Research on innovation policy in Central and Eastern Europe by Professor Slavo Radosevic has influenced policy in Slovenia and Belarus, and been used to assess the policies of new EU states (Bulgaria, Slovakia and Slovenia). His work has also influenced how the EU funds research through FP7 and Horizon 2020.

Innovation is a crucial and growing determinant of the competitiveness of economies - not only in terms of driving economic progress and human wellbeing, but in meeting global challenges such as climate change. There is also an increasing realisation that governments have an important part to play in nurturing innovation. Whereas mainstream economic perspectives focus on the business and legal environment as the major determinant of growth, this neo-Schumpeterian approach focuses on an economy's capacity to create technological change.

Yet even as this perspective becomes more popular, low- and middle-income countries of Central and Eastern Europe and the former Soviet Union face specific challenges in upgrading support for innovation: as Professor Slavo Radosevic (UCL School of Slavonic & East European Studies) argues, they seek to implement policies in a context of simultaneous government and market failure, and thus require a new approach rooted in system and capability failure. He has shown how the transition from socialism has affected innovation capacity in these countries, and how their innovation policies should be adapted to become more conducive to growth.

In 2010, Professor Radosevic advised Slovenia on its innovation policy as the team leader of a policy mix group which led to the adoption by the National Assembly of the Resolution on Research and Innovation Strategy of Slovenia 2011-20. Thanks to the redesign of the Slovenian strategy for smart specialisation, Slovenia was able to draw on European Structural Funds in 2014-2020. In 2014, Professor Radosevic assisted the Croatian Ministry of Economy to improve its smart specialisation strategy and thus meet EU requirements for drawing on structural funds.

In Belarus, a report co-authored by Professor Radosevic led to the implementation of laws on innovation policy and intellectual property, as well as presidential decrees changing public financing to support innovation, and increasing funding for the Belarusian Innovation Fund.

The influence of Professor Radosevic as coordinator of the international expert group on innovation and growth in new member states under Czech EU presidency  contributed  to the inclusion in the seventh framework programme (FP7) on EU research funding in 2010 of a specific call within the programme for research proposals on 'Addressing cohesion challenges in Central and Eastern Europe'.
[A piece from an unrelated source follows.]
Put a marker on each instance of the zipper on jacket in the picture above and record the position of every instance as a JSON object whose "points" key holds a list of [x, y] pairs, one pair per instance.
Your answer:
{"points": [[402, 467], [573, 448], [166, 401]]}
FP7 came to an end in 2013. As a member of a group advising the EU on research policy in the knowledge economy, Professor Radosevic's recommendations on cohesion policies and smart specialisation strategies as the approach to innovation and growth within EU Structural Funds influenced the design of the new EU research policy, Horizon 2020. Based on this work, he was invited to evaluate smart specialisation strategies in new EU member states (Croatia, Bulgaria, Slovakia and Slovenia) and recommend improved implementation.